O Governo angolano tem investido a nível nacional na construção de novos centros residenciais sendo que os principais projectos estão em Luanda, a Centralidade do Kilamba e a Centralidade do Sequele. Estas centralidades representam uma evolução em meio do caos urbano que são a maior parte dos bairros da cidade. Contudo, como modelo de gestão tentativo, as centralidades continuam a padecer de problemas de recolha de lixo e cortes no abastecimento de água e electricidade. O modelo de desenvolvimento de novos centros residenciais do Governo aposta na descontinuidade geográfica, criando “ilhas” na periferia das zonas residenciais existentes sem que sejam criadas todas as condições de mobilidade como transportes públicos eficientes. Ademais, o programa público está a ser revisto no sentido de serem os privados a assumir a continuidade do projecto e, na minha modesta opinião, isto representa um avanço ainda que forçado.

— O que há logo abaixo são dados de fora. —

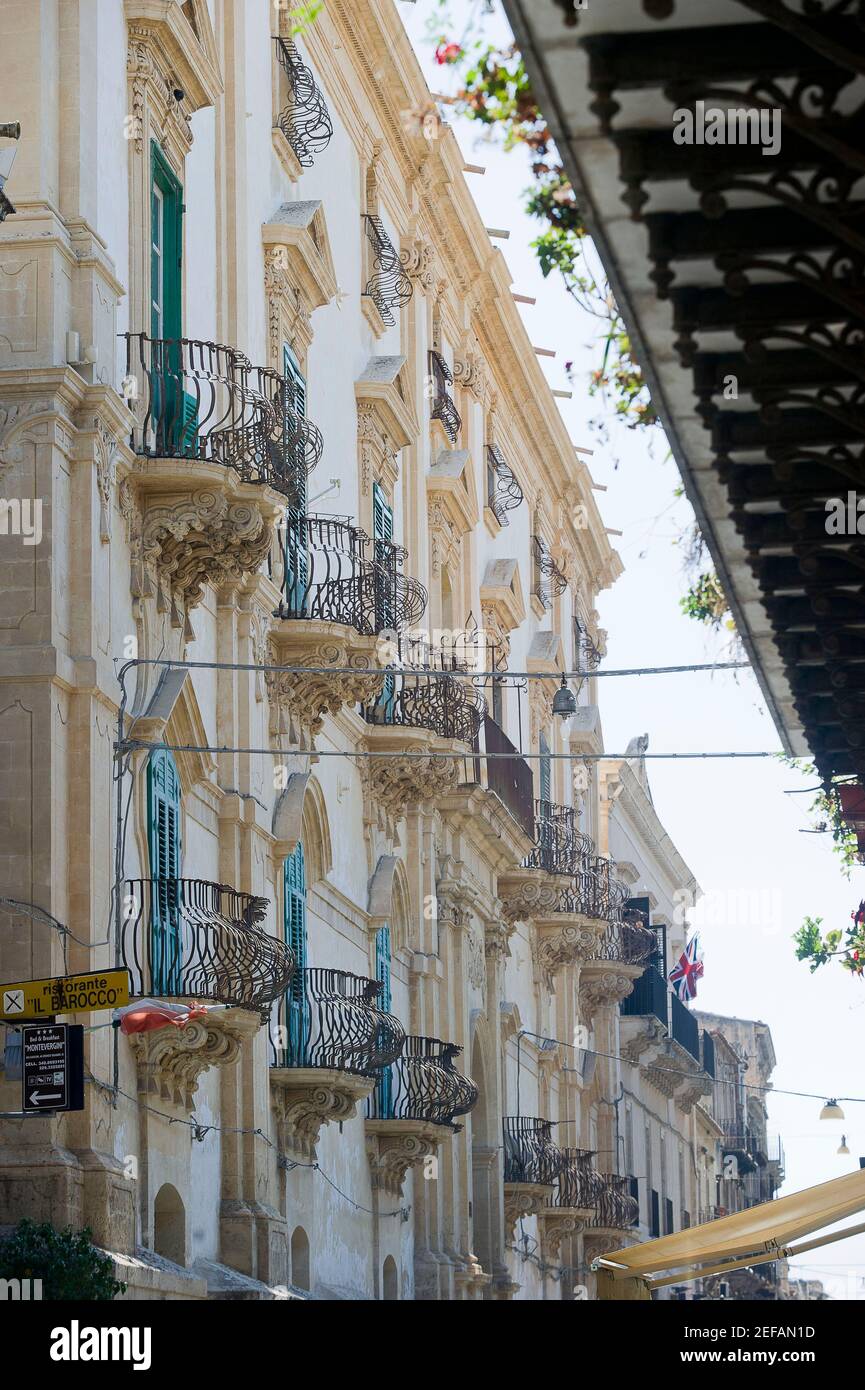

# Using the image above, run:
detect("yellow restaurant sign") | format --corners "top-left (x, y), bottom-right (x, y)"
top-left (0, 970), bottom-right (129, 1023)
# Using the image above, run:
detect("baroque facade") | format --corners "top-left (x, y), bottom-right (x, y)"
top-left (0, 0), bottom-right (750, 1300)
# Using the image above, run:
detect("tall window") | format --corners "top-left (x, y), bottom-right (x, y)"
top-left (282, 842), bottom-right (309, 1066)
top-left (282, 343), bottom-right (309, 617)
top-left (147, 749), bottom-right (181, 995)
top-left (538, 731), bottom-right (552, 801)
top-left (375, 926), bottom-right (394, 1119)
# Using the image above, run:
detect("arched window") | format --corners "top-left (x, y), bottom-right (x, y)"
top-left (282, 841), bottom-right (307, 1066)
top-left (153, 1183), bottom-right (186, 1265)
top-left (375, 926), bottom-right (394, 1119)
top-left (291, 1226), bottom-right (312, 1293)
top-left (147, 748), bottom-right (181, 995)
top-left (381, 1255), bottom-right (399, 1302)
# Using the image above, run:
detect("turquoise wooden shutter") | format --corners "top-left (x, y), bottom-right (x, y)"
top-left (375, 927), bottom-right (394, 1120)
top-left (282, 343), bottom-right (309, 617)
top-left (282, 844), bottom-right (309, 1066)
top-left (540, 734), bottom-right (552, 801)
top-left (147, 749), bottom-right (181, 995)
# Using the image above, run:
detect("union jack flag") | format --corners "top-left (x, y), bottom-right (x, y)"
top-left (668, 935), bottom-right (702, 1002)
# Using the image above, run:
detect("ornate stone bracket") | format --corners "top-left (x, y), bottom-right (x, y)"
top-left (366, 1120), bottom-right (446, 1197)
top-left (496, 869), bottom-right (570, 924)
top-left (505, 1183), bottom-right (552, 1241)
top-left (120, 477), bottom-right (273, 641)
top-left (270, 1066), bottom-right (375, 1162)
top-left (266, 619), bottom-right (385, 742)
top-left (129, 1009), bottom-right (261, 1111)
top-left (537, 1207), bottom-right (591, 1265)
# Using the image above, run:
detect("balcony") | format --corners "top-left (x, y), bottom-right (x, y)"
top-left (270, 967), bottom-right (405, 1159)
top-left (268, 513), bottom-right (427, 735)
top-left (120, 878), bottom-right (295, 1111)
top-left (366, 1036), bottom-right (478, 1197)
top-left (360, 641), bottom-right (484, 819)
top-left (580, 917), bottom-right (658, 1022)
top-left (430, 349), bottom-right (463, 443)
top-left (502, 1115), bottom-right (565, 1234)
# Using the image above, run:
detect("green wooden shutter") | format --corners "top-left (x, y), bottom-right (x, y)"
top-left (282, 844), bottom-right (309, 1066)
top-left (147, 749), bottom-right (181, 995)
top-left (375, 926), bottom-right (394, 1119)
top-left (282, 343), bottom-right (309, 617)
top-left (540, 734), bottom-right (552, 801)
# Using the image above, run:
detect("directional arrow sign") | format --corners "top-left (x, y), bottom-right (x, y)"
top-left (21, 1023), bottom-right (83, 1115)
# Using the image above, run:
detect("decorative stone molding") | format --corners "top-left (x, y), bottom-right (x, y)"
top-left (128, 1009), bottom-right (261, 1111)
top-left (364, 1120), bottom-right (445, 1197)
top-left (537, 1207), bottom-right (585, 1265)
top-left (266, 619), bottom-right (385, 742)
top-left (118, 475), bottom-right (273, 641)
top-left (496, 869), bottom-right (570, 924)
top-left (505, 1183), bottom-right (552, 1241)
top-left (270, 1066), bottom-right (375, 1162)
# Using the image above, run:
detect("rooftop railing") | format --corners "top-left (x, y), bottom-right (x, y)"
top-left (367, 1034), bottom-right (478, 1130)
top-left (270, 967), bottom-right (405, 1077)
top-left (120, 878), bottom-right (295, 1013)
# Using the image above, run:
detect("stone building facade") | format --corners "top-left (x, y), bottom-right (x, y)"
top-left (0, 0), bottom-right (739, 1300)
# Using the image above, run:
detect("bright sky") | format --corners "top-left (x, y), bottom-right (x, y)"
top-left (399, 0), bottom-right (865, 1298)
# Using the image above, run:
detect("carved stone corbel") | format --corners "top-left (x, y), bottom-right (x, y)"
top-left (270, 1066), bottom-right (375, 1162)
top-left (128, 1009), bottom-right (261, 1111)
top-left (366, 1120), bottom-right (446, 1197)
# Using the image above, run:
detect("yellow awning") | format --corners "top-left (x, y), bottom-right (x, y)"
top-left (601, 1169), bottom-right (865, 1280)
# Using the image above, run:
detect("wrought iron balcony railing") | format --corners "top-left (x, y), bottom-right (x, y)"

Como criar um centro urbano saudável não se resume em construção de áreas novas, o Governo apresentou há alguns meses um Plano Director (PDGML)que visa disciplinar o desenvolvimento urbano futuro em Luanda e reconfigurar o que está, de resto, estão em curso projectos de requalificação de bairros que precedem a apresentação do PDGML mas a batalha pela criação de um centro urbano organizado, acolhedor, de fácil mobilidade e baixa criminalidade em Luanda está longe de ser vencida e serão necessários muitos mais investimentos em infra-estruturas básicas (distribuição de água, electricidade, saneamento) e transportes. Outro aliado na criação de metrópoles mais saudáveis será certamente o desenvolvimento mais equilibrado por todo o território nacional que certamente reduzirá o êxodo do interior e para tal serão necessárias mudanças estruturais no modelo de administração local, nomeadamente pôr termo ao actual modelo de nomeação de governadores e administradores municipais e apostar nas eleições directas dos governantes locais.

Em suma, Angola está longe do caminho que o MGI defende como sendo o ideal para realização do potencial de crescimento económico e desenvolvimento social dos países africanos. Mantendo o rumo actual, sem um novo período de bonança financeira patrocinado pelo preço do barril de petróleo Angola continuará a apresentar taxas de crescimento económico anémicas e não conseguirá reduzir a pobreza.